While these events are important, and might be fun to risk a few dollars on prediction, I was most interested in the internal markets that are being established to gauge the success of business efforts:

“Attracted by the markets’ apparent soothsaying powers, companies such as Hewlett-Packard, Google and Microsoft have established internal markets that allow employees to trade on the prospect of meeting a quarterly sales goal or a deadline for release of a new software product. As in other types of prediction markets, traders frequently seem to do better than the internal forecasts do.”

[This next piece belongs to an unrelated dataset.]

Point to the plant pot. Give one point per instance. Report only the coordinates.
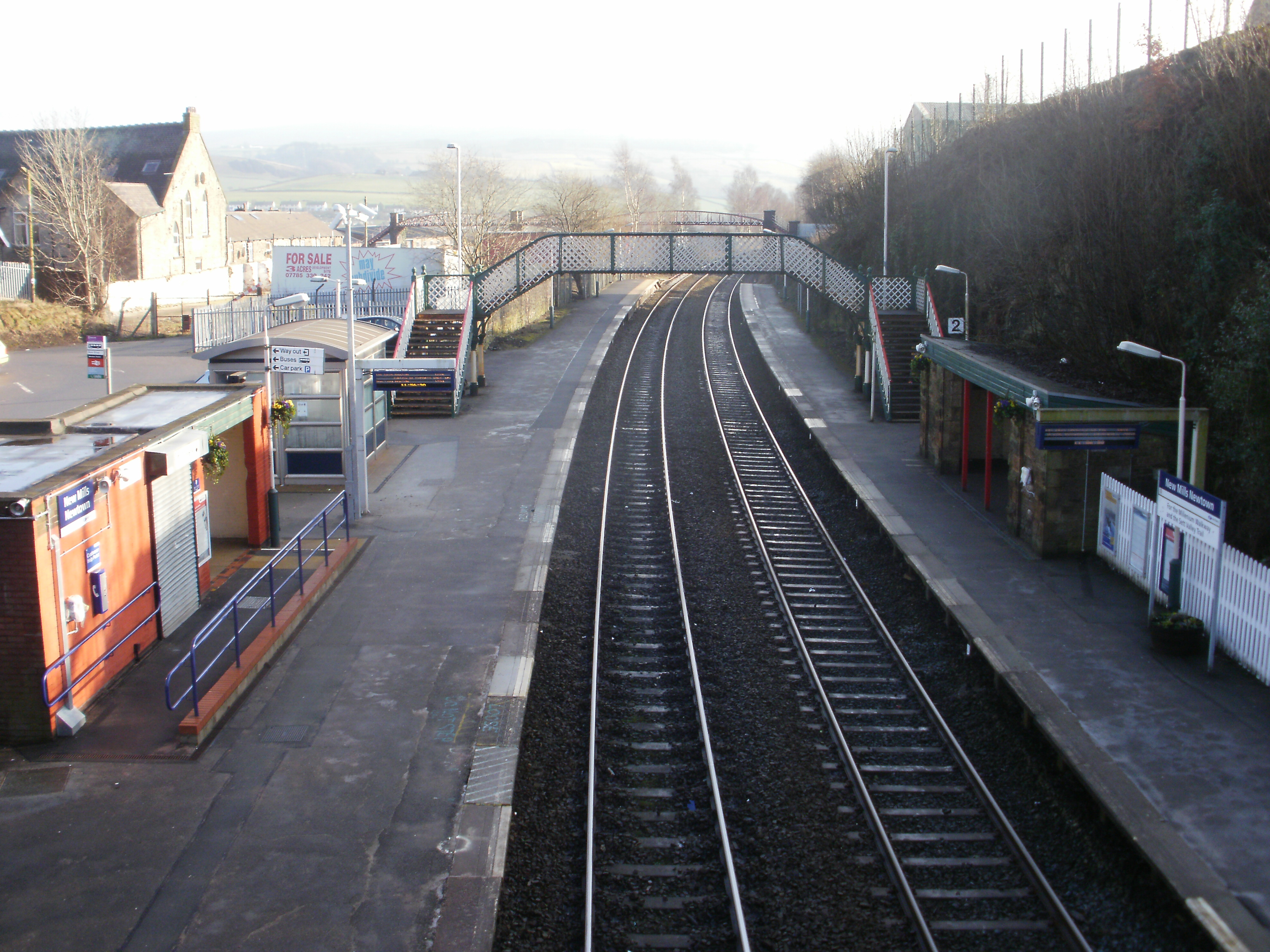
(1180, 638)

I wonder whether an internal prediction market may have help with the disastrous opening of Heathrow Airport’s new Terminal 5. Despite headlines like this:



they clearly weren’t ready for their opening week - hundreds of cancelled flights, thousands of lost bags, and a financial and PR nightmare for British Airways and BAA.



There has been a lot of Monday-morning quarterbacking (or the equivalent soccer term) about the decision to open the new terminal in “big bang” fashion. Critics have suggested a phased approach might have reduced the problems, and citied other major infrastructure projects (like the new St. Pancras rail station) as examples. I’m guessing that the executive team considered both options and researched other airline terminal openings before making their decision. (I remember when the new Pittsburgh airport opened in 1992; the last flight landed at the old airport about 10 pm, and army of people and moving vans transferred all the operations equipment to the new terminal about a mile away, and the first flight landed at the new airport at 6:00 am. Despite some initial problems with the automated baggage-handling systems, this big-bang approach went much more smoothly that Heathrow’s.)

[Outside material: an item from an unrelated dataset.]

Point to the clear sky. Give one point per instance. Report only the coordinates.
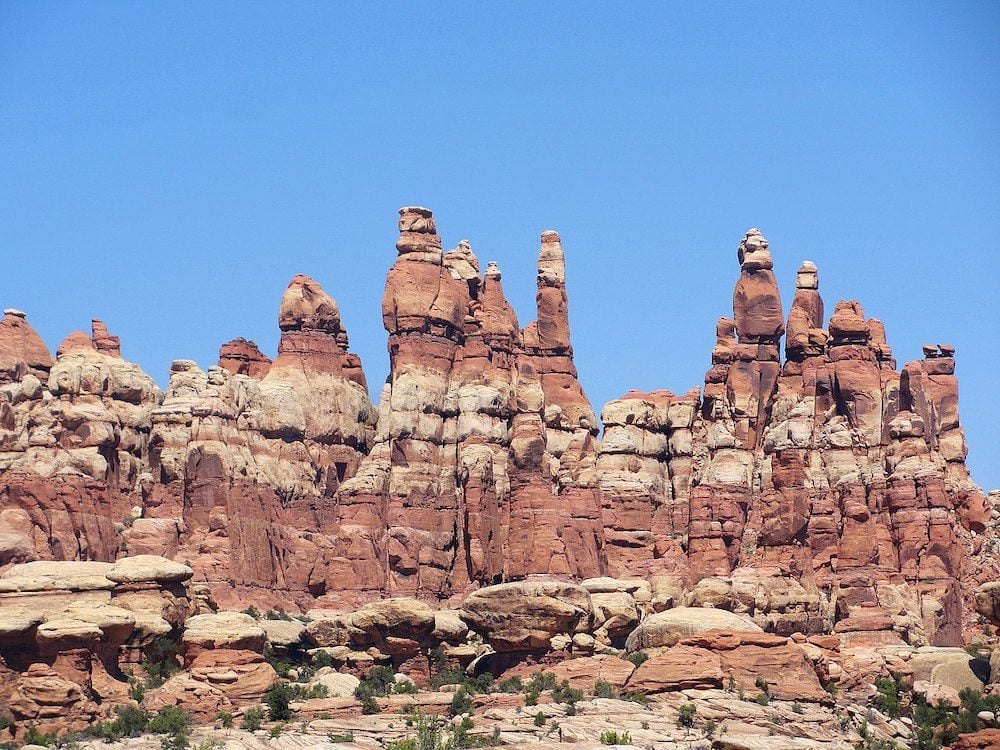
(169, 166)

Would an internal market, reflecting the collective knowledge of the Heathrow employees, have predicted such a chaotic opening? Experts still don’t know exactly how prediction markets work. I’m wondering whether the accuracy might have something to do with the “degree of influence” the market participants have over the outcome.

For many events – like predicting the amount of snowfall in Central Park, or the outcome of the NCAA tournament games – a trader has no influence over the outcome and is, effectively, guessing.

For other events – like predicting an election outcome or the success of a new movie – a trader has limited influence. An individual vote influences election results (unless you’re a Republican living in Massachusetts). A person can attend the opening of a movie and tell all their friends how great it was.

Most intriguing are those events where traders have significant or considerable influence over the outcome – the sales manager responsible for meeting the quarterly target, the project manager trying to launch on time, or the baggage handlers at Heathrow who not only have to use the new systems but have to show up at a new location before they even see their first bag of the day.

Is there a correlation between “amount of influence” and “accuracy of prediction?” Can markets provide field-level insight that executives can’t (or won’t) see? If a “Terminal 5” market had existed and “successful opening” contracts were trading at low prices, would BA chief executive Willie Walsh have used this information to delay the opening, conduct more testing, and phase-in new operations over time?

Does your company use prediction markets? Have they been successful?

NCAA Update: Well, the Selection Committee looks pretty good as – for the first time in NCAA men’s basketball history – all four No. 1 seeds are in the Final Four. Would a prediction market have helped? According to this news story,

“…of the 500,000 fans playing on CBSSports.com, more than 51,000 correctly predicted the final four teams…”

Assuming that some of those 10% were basketball junkies while others picked their brackets based the team’s jersey colors, can we can draw any conclusions about a “wisdom of the crowd” factor in the NCAA tournament?